Ritornando ora alla vicenda umana e processuale da cui questa riflessione ha tratto origine,, alla stregua di tutto quanto sin qui esposto, avanzando le più ampie riserve per la mancata conoscenza delle motivazioni della sentenza, sembra di poter concludere che il problema sollevato dai familiari della vittima e da un’opinione pubblica sottoposta quotidianamente al clamore mediatico sviluppatosi dopo la sentenza della Corte di Appello di Roma, deve essere visto in un’ottica diversa da quella comunemente considerata.

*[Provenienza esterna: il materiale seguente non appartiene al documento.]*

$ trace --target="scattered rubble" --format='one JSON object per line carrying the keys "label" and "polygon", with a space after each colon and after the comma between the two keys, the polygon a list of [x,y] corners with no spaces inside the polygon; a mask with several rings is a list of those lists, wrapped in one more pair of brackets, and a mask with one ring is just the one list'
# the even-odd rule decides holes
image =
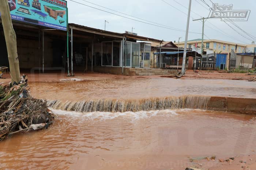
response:
{"label": "scattered rubble", "polygon": [[216,158],[216,156],[213,156],[211,157],[210,158],[211,159],[214,161],[215,160],[215,159]]}
{"label": "scattered rubble", "polygon": [[83,80],[82,79],[78,79],[76,78],[74,78],[72,79],[61,79],[60,80],[60,81],[61,82],[66,82],[66,81],[83,81]]}
{"label": "scattered rubble", "polygon": [[247,80],[248,82],[256,82],[256,77],[250,78]]}

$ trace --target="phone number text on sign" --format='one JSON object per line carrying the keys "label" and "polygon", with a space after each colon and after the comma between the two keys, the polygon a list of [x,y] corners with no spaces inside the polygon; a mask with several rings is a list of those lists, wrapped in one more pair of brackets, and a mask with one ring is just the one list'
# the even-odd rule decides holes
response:
{"label": "phone number text on sign", "polygon": [[11,15],[12,18],[16,20],[24,20],[24,18],[19,16],[17,16],[16,15]]}

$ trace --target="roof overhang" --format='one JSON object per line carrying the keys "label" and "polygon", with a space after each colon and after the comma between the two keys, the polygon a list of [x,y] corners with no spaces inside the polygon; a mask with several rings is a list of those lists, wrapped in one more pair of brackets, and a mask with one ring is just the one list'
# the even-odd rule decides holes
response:
{"label": "roof overhang", "polygon": [[132,35],[127,33],[120,33],[112,32],[73,23],[69,24],[68,27],[69,28],[72,28],[75,30],[120,39],[126,37],[127,38],[133,39],[138,41],[149,41],[157,43],[162,43],[163,42],[162,40],[151,38],[138,36],[138,35]]}

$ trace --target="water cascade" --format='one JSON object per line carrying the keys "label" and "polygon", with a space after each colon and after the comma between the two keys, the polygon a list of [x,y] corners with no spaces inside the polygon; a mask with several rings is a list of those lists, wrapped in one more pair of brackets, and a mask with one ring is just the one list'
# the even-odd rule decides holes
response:
{"label": "water cascade", "polygon": [[209,96],[184,96],[135,100],[101,99],[79,102],[48,100],[47,103],[48,106],[53,109],[67,111],[123,112],[184,108],[207,109],[210,98]]}

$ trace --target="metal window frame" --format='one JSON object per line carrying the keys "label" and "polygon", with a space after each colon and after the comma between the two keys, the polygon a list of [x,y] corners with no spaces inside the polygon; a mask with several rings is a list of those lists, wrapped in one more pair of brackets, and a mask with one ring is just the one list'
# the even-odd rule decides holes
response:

Invero, se gli organi dello Stato sono venuti meno al dovere di tutelare l’incolumità di soggetti ad essi affidati per ragioni di giustizia, ove non sia stato possibile individuare i responsabili degli atti che hanno concretizzato con la loro condotta l’evento luttuoso verificatosi, i familiari della vittima (già costituiti parti civili nel processo penale), non possono lamentare (ferma la loro facoltà di ricorrere in Cassazione) la ingiustizia della sentenza di appello: essi, piuttosto che esigere per la loro soddisfazione la eventuale condanna di soggetti estranei ai fatti ad essi attribuiti, potranno agire in sede civile per ottenere dalle competenti amministrazioni statuali (Ministero dell’Interno e/o della Giustizia) il giusto risarcimento dei danni conseguenti alle commissioni od omissioni che istituzionalmente ad esse spettava di evitare.

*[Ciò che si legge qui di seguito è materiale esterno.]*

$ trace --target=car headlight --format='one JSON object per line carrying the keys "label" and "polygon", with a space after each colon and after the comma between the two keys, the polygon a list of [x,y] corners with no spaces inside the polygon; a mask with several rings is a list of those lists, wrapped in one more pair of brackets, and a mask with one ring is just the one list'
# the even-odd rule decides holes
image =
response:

Proprio mentre mi accingo a spedire queste mie note, apprendo di un altro caso destinato ad eccitare ancora di più un’opinione pubblica già fortemente perplessa da quanto avviene nelle aule di Giustizia (sentenza di assoluzione della Corte di Appello dell’Aquila in merito alla condanna pronunciata in primo grado nei confronti degli imputati per omicidio colposo plurimo).

One thought on “Verità storica e verità processuale

  1. IN QUESTI ULTIMI DECENNI LA GIUSTIZIA DI LEGATA MOLTO AD ASPETTI FILOSOFICI E ACCADEMICI.: DOTTRINA, GIURISPRUDENZA E ALTRO.

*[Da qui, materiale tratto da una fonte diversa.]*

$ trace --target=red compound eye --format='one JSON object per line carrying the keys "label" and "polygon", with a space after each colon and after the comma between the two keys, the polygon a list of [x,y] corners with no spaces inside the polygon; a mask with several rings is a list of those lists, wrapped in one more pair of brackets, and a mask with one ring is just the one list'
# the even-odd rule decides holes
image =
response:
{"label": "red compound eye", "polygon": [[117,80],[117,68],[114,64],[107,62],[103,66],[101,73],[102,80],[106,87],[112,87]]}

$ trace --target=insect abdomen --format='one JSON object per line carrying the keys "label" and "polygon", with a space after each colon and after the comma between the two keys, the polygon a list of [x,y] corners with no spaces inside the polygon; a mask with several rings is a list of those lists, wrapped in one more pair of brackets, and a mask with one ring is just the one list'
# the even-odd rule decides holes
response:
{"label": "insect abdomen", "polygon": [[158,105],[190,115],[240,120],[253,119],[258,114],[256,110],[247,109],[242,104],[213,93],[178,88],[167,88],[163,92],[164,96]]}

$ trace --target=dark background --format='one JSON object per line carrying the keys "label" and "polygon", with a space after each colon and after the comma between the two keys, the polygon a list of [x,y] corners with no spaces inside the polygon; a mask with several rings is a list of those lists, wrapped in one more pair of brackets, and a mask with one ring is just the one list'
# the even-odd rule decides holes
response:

    LA GIUSTIZIA E’ TALE SE ADERISCE A RISPOSTE PRATICHE, GIUSTE E UNIVOCHE.
    PER FARE QUESTO SI DEVE ADOTTARE IL PRINCIPIO CONCRETO DELLA SEMPLICITA’ CIOE’ : Se un Pubblico Ministero procedesse con più cautela sin dalla iscrizione nel Registro degli Indagati e poi nello svolgimento delle indagini e quindi nella richiesta di rinvio a giudizio
    E se poi il Giudice di primo grado fosse più attento ed equilibrato condannando se è veramente convinto, ma assolvendo se non lo è e motivando non a priori ma a posteriori
    Forse si ridurrebbe notevolmente il rischio di errore
    Si eviterebbe oltretutto di creare una aspettativa neile parti offese che in caso di riforma della sentenza in appello con la assoluzione degli imputati non genererebbe tutti gli insulti all’indirizzo della magistratura che ne ledono la autorevolezza.